Empecemos pues por lo malo. Efectivamente es (y no sólo porque se dirija a los creyentes) un discurso religioso de principio a fin, esto es, un discurso que asume con naturalidad y se construye desde la convicción de que dios existe; entonces, ¿por qué no me chirrían los dientes como a Arcadi cuando lo escucho? Claro que me estorba tanto beaterío (lo del velo, caramba, que yo no tengo clara su prohibición en la escuela por no parecerme del todo un signo religioso, por lo que tenga de derecho al pudor, pero este hombre lo defiende por simbólico), claro que hubiera preferido una orgullosa afirmación del espíritu crítico frente al dogma, de la risa frente al ultraje, de los derechos del hombre frente a los derechos de las culturas; pero francamente no esperaba tal cosa de un presidente de los EE.UU. Me basta con el concepto, genuinamente americano, de religiosidad genérica, relativista y ferozmente privada: todos somos hijos de dios, cada uno lo adora como le parece, hay sitio para todos y nadie puede imponer su versión. Yo no creo, sólo faltara, que todos seamos hijos de nadie, y me irrita esa asunción de que las supersticiones son verdad, pero no puedo estar ciego al hecho de que, sometidas a tal depuración, esas supersticiones son bastante compatibles con el conjunto de valores civilizados en los que sí creo. Yo podría vivir perfectamente (aunque siempre animado de un sordo cabreo) en la tierra de In god we trust, al igual que puedo vivir entre brote y brote de irritación en esta monarquía aconfesional con colegios de curas subvencionados. Donde no podría aguantar ni un minuto es en Egipto o Irán, y de esa brecha, que demasiadas veces se olvida en un afán por igualarlo todo, trata en mi opinión el discurso de Obama.

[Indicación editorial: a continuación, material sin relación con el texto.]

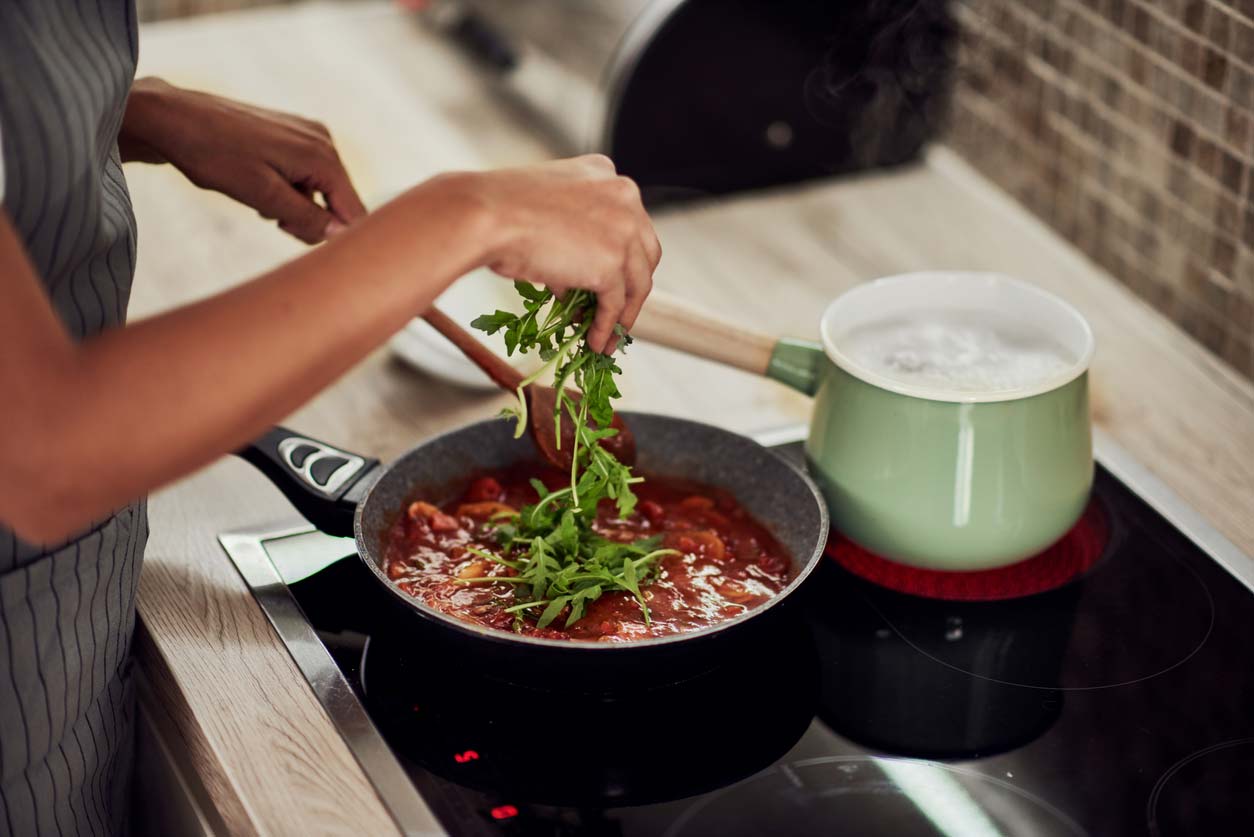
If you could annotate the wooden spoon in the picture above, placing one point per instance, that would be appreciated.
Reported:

Una religión que acepta la posibilidad de otras es en último extremo una religión diluida, inerte, inofensiva: un vicio privado, un capricho del espíritu, un pálpito íntimo. Si ser musulmán es como ser filatélico, entonces qué más nos da a los que no les encontramos interés a los sellos. Y el muy religioso Obama les está proponiendo a los muy religiosos musulmanes exactamente esto: la autodestrucción de su fe tal como la entienden. El ejemplo lo tienen delante de las narices, el cristianismo hace tiempo ya que emprendió ese camino hacia la filatelia y sólo algunos resistentes (casi todos en EE.UU.) pretenden hoy día invadir con su fe en ristre el espacio público. Aquí en mi tierra lo más que invaden es las calles del centro una vez al año, en estupendo y ampliamente compartido ejercicio folclórico.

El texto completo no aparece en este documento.